Iguarán met with U.S. Attorney General Alberto Gonzales on Monday and Sen. Patrick Leahy of Vermont, chair of the Senate Judiciary Committee, on Tuesday. With both, he is sure to talk about Chiquita Brands and the Alabama-based coal company Drummond Co. Inc.

Thousands of Colombians disappeared in the past decade, most victims of right-wing militias that emerged in the 1980s to fight leftist rebel groups.

The paramilitaries quickly evolved into mafias, enriching themselves through cocaine trafficking, theft and extortion in large chunks of the country, particularly the Caribbean coast. Large landowners, politicians and corporations bankrolled the militias to expand their holdings, while police and military officers turned a blind eye.

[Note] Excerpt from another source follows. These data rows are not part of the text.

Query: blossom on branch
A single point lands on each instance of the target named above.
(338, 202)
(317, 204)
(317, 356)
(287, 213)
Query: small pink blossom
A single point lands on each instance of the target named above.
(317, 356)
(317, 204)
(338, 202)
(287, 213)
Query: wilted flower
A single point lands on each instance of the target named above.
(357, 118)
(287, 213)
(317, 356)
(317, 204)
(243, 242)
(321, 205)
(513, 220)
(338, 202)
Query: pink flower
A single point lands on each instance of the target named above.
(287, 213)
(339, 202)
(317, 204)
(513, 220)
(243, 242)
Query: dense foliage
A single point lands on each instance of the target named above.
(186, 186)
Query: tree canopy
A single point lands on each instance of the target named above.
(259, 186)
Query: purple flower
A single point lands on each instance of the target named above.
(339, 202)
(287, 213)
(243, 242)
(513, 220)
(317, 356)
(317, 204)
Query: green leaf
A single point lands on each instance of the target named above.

President Álvaro Uribe, a firm U.S. ally, has cracked down hard on the left-wing guerrillas, while negotiating a peace pact with the paramilitaries in 2003. Ex-paramilitary fighters seeking to benefit from reduced sentences under a government amnesty have led authorities to clandestine graves in vast areas they once controlled.

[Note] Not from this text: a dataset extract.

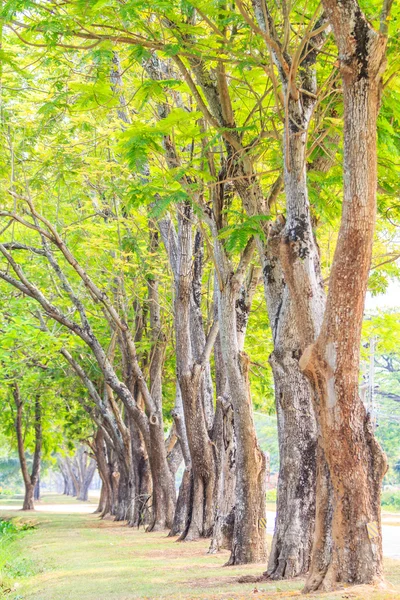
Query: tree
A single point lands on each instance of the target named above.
(355, 460)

With thousands of victims still to be unearthed, Iguarán is now going after the businesses that he alleges helped pay the bills.

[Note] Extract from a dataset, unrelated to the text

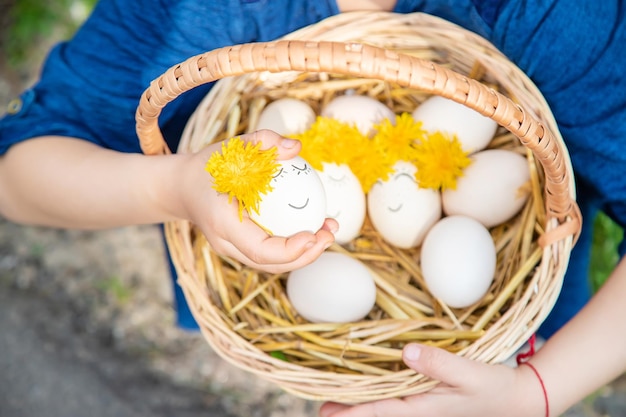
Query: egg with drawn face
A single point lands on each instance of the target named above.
(345, 200)
(296, 203)
(400, 210)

Fruit giant Chiquita agreed in March to pay $25 million to settle with the U.S. Department of Justice after acknowledging that its Colombian subsidiary, Banadex, secretly funneled $1.7 million to the death squads operating in zones where it had banana plantations.

In 2001, a Banadex ship was used to unload 3,000 rifles and thousands of rounds of ammunition for the paramilitaries. At the time, the paramilitaries were consolidating control of the Uraba banana region through massacres and assassinations. Chiquita later sold Banadex but still buys Colombian bananas.

Cincinnati-based Chiquita says it was a victim of paramilitary extortion. In a statement, it said its payments to the militias “were always motivated by our good faith concern for the safety of our employees.”

But a number of leading Colombians have demanded the extradition of U.S.-based Chiquita executives. And last week, Rep. William Delahunt, a Democrat from Massachusetts, called for an investigation into the practices here of both Chiquita and Drummond.

“This was a criminal relationship,” Iguarán said. “Money and arms and, in exchange, the bloody pacification of Uraba.”

Drummond is being sued by the families of three union activists killed in 2001 while employed at one of its Colombian mines. The lawsuit, to be heard this summer by a federal judge in Alabama, alleges the company paid paramilitaries to kill the men. Drummond denies the charges and says its executives have had no dealings with any of Colombia’s armed groups.

Witnesses for the plaintiffs contend Drummond’s security team worked closely with paramilitaries. And opposition lawmakers have accused one security coordinator employed by Drummond, retired army Col. Julian Villate, of conspiring to assassinate leftists and union members.

Drummond calls the allegations baseless. Villate, who worked in an undisclosed capacity for the U.S. Embassy in Colombia two years ago, has not answered the charges.

Businesses saw backing paramilitaries as a lesser of evils. Colombia’s leftist rebels have long targeted multinationals, bombing oil pipelines and, in Drummond’s case, coal trains bound for its Caribbean port.

Many jailed paramilitary bosses think that just as they were compelled to confess their crimes under Uribe’s peace pact, so should their pinstriped backers.

The paramilitaries’ main spokesman, Ivan Duque, told The Associated Press in Medellin’s Itagui prison this month that many commanders intend to begin speaking publicly about “the financing by the banana industry, some coal companies, big national businesses.”

“Those who broke the law,” he said, “must face the consequences, just as we are.”

Associated Press writers Darcy Crowe and Frank Bajak contributed to this report.